A drug-testing officer has admitted he gave Kenyan runner Asbel Kiprop advance warning of a supposedly unannounced out-of-competition doping test, a clear violation of protocol that renews doubts about the reliability of anti-doping in the East African powerhouse of distance running.
Track and field’s anti-doping unit described the officer’s actions as ”extremely disappointing” and said the IAAF’s disciplinary tribunal will determine whether the tip-off rendered the test invalid. If so, the 1,500-meter Olympic champion from 2008 could escape sanction for the banned blood-boosting hormone EPO found in his urine sample.
Out-of-competition tests are supposed to be a surprise, to maximize the chances of catching cheats unaware and to leave them no time to flush banned substances out of their system. The IAAF has previously acknowledged that because of difficulties in getting samples to labs quickly from remote regions where elite athletes train, the rules have been regularly bent in Kenya when collecting blood, with athletes told in advance of tests for the IAAF biological passport program.
But the IAAF insisted athletes in Kenya get no advance notice for all other doping tests, including the collection of urine samples, that don’t have to reach labs so quickly.

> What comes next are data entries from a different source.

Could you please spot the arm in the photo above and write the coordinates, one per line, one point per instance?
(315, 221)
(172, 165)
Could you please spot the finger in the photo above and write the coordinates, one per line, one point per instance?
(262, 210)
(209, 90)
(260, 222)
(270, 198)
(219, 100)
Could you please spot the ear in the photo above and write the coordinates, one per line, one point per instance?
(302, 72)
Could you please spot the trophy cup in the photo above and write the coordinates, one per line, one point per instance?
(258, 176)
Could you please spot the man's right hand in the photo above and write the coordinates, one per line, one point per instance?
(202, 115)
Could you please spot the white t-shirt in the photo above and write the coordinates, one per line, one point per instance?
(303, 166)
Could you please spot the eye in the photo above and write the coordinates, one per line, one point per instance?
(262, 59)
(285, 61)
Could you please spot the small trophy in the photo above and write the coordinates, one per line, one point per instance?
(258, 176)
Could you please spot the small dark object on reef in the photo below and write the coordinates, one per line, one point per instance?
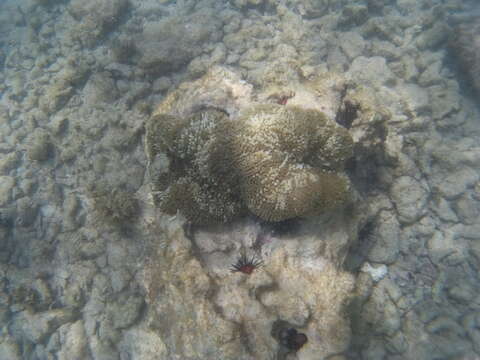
(292, 339)
(288, 336)
(246, 265)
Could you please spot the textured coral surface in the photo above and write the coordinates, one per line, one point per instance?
(278, 161)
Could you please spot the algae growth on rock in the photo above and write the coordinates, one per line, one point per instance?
(278, 162)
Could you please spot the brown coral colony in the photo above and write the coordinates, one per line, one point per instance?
(246, 265)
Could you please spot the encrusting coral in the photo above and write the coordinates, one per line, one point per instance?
(287, 159)
(197, 181)
(277, 161)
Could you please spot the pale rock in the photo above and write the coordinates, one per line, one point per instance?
(386, 236)
(467, 209)
(442, 209)
(443, 245)
(410, 198)
(372, 71)
(7, 184)
(456, 183)
(9, 349)
(74, 342)
(145, 344)
(36, 327)
(431, 76)
(377, 273)
(352, 44)
(8, 162)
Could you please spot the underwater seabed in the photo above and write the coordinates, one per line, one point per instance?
(243, 179)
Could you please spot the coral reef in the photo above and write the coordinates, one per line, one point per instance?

Kiprop said not only was he tipped off the day before the Nov. 27 test, but the doping control officer also asked him for money while collecting the sample. Kiprop said he wired funds to the man’s mobile phone while he and another doping control officer were still in his house in Iten, Kenya. Kiprop did not say how much he supposedly paid and he has yet to make public any electronic receipts.
”At that time I did not see the money as inducement or bribe for anything,” Kiprop said. ”In retrospect I now clearly see the money as having a relation with the sample collected on that date, and even the irregular advance notice I was given.”
The Athletics Integrity Unit that oversees anti-doping for the IAAF said in response to emailed questions from The Associated Press that it is still investigating Kiprop’s allegation that funds changed hands and wouldn’t comment further.
In a separate statement on Friday about Kiprop’s test, the AIU said the officer and the three-time world champion knew each other and he ”admitted that he provided Mr. Kiprop with advanced notice of the testing.”
There have long been concerns about the quality of anti-doping in Kenya. Dozens of Kenyan runners have been banned for doping in recent years – many of them caught only when they were tested outside of the country. Kenyan authorities have faced international pressure to get their house in order, not least because the country’s high plateaus are a favored training spot not only for Kenyan runners but also for elite athletes from other countries, too.
The AIU said Kiprop tested positive for EPO. It said the tip-off should not invalidate the test result because it ”could not reasonably have caused EPO to be present in Mr. Kiprop’s sample.” However, it also said: ”This will ultimately be a matter for the tribunal to determine.”
Kiprop insists he did not dope, and said his sample might have been tampered with.
”It is not beyond my suspicion that my sample turned positive because I might have remitted less money than I was expected to remit,” Kiprop said.
The AIU said it ”is satisfied that there has been no mix up or tampering.”
Kiprop also said he was offered an IAAF ambassadorial role if he admitted to doping. He said he refused. The AIU rejected that claim. It said AIU investigators offered him an opportunity to confess and to give information about doping – under an anti-doping rule that allows for reduced punishments for whistleblowers.
”This is standard practice for the AIU when serious doping substances have been detected in any sample,” it said. ”Any suggestion that there was anything improper about this conversation is categorically untrue.”